Özgürlüğün kısıtlanmaması için!

MS hastalığında teşhis ve tedavi alanında son yıllarda çok süratli gelişmeler yaşanıyor. Günümüzde artık erken teşhis ve sayısı giderek artan ‘kişiye özel ve maksada yönelik’ tedavi seçenekleriyle birçok hastada özürlülüğün, kısıtlanmaların önüne geçilebiliyor. Burada bireye düşen, belirtiler olduğunda ertelemeden uzman bir nöroloğa başvurmak ve teşhis konulduktan sonra tedavi ahengine itina göstermek! 

Tedavide bu yanılgıya düşmeyin!

Nöroloji Uzmanı Prof. Dr. Ayşe Sağduyu Kocaman “Kimi vakit hastalığın erken periyodunda atak sonrası hiçbir belirti kalmadığında hastalarımızın tedavilerini aksattıklarını ya da kendiliklerinden bıraktıklarını görebiliyoruz. Biz doktorlar hastalarımıza gelecekte özürlülük oluşmaması için bu periyotta kullandıkları ilaçların ehemmiyetini anlatmaya çalışıyoruz. Bu nedenle hastanın tedaviye ahenk sağlaması ve tabibinin kelamından çıkmaması çok önemlidir” diyor. 

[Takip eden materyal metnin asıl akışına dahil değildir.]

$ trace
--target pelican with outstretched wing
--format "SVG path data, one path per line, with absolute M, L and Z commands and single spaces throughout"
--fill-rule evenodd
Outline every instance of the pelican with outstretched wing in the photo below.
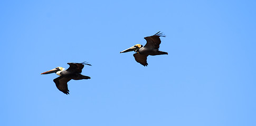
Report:
M 56 73 L 60 77 L 54 79 L 53 81 L 56 84 L 57 88 L 64 93 L 69 94 L 69 90 L 68 89 L 68 82 L 70 80 L 82 80 L 91 79 L 90 77 L 83 76 L 81 74 L 82 69 L 83 68 L 84 65 L 91 66 L 90 64 L 87 64 L 86 62 L 81 63 L 68 63 L 69 68 L 65 70 L 61 67 L 58 67 L 49 71 L 43 72 L 41 75 L 45 75 L 51 73 Z
M 158 50 L 160 44 L 161 44 L 160 37 L 165 37 L 165 36 L 163 35 L 163 33 L 159 33 L 160 32 L 153 36 L 145 37 L 145 39 L 147 40 L 147 44 L 146 44 L 145 46 L 140 44 L 136 44 L 129 48 L 120 52 L 120 53 L 134 51 L 136 52 L 136 54 L 134 54 L 135 60 L 144 66 L 147 66 L 148 64 L 147 62 L 147 57 L 148 55 L 168 55 L 168 52 Z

Teşhisten sonraki birinci 10 yıl çok önemli!

Tanı konulduktan sonraki birinci 10 yıl kritik kıymet taşıyor. Zira çoklukla hastalığın nasıl seyredeceği bu periyotta aşikâr oluyor. Çevresel faktörlere bağlı olarak ikinci hatta üçüncü 10 yılda da hastalığın seyrinde değişiklik mümkünlüğü olsa da yakın tabip izlemi ile hastalık aktivitesi kıymetlendirilerek gerektiğinde ilaç değişiklikleri yapılabiliyor.

MS’in farklı tipleri var!

MS hastalığının ataklar ve düzelmelerle seyredeni en sık görülen çeşidini oluşturuyor. Belirti ve bulguların 24 saatten uzun sürdüğü periyotlar ‘atak dönemi’ olarak tanımlanıyor. Şikayetler bizatihi ya da kortizon tedavisiyle tam ya da tama yakın düzeliyor. Bu kümedeki hastalar başlangıç periyodunda atak dışında hiç hastalık belirtisi olmadan yaşayabiliyor. Bu devirde sistemli tedavi ve yakın doktor izlemi gelecekte özürlülük oluşmaması için kritik ehemmiyet taşıyor. Başlangıçtan itibaren ilerleyici (progresif) seyreden hastalık tipinde ise; bulgular çoklukla yürüme ya da istikrar bozukluğu belirtileriyle başlıyor ve giderek artan özürlülük oluşuyor.

Sinsice de gelişebiliyor, bir anda da ortaya çıkabiliyor! 

Hastaların yüzde 85’inin ataklarla seyreden kümede yer aldığını belirten Prof. Dr. Ayşe Sağduyu Kocaman “Örneğin; optik nevritle başlayan tipinde; gün içinde gözünüzde bir ağrı ve görme kaybı başlar. Diğer belirtiler de eşlik edebilir. Yavaş yavaş ortaya çıkan belirtilerle başlayan, başlangıçtan itibaren ilerleyici form olguların yüzde 10-15’ini oluşturmakta ve ekseriyetle 40 yaşından sonra başlamaktadır. MS, hastaların üçte ikisinde 20-40 yaş ortasında ortaya çıkarken, üçte birinde 40 yaş üstünde ya da 20 yaş altında başlamaktadır. 55 yaşın üzerinde ise risk bariz olarak azalmaktadır.”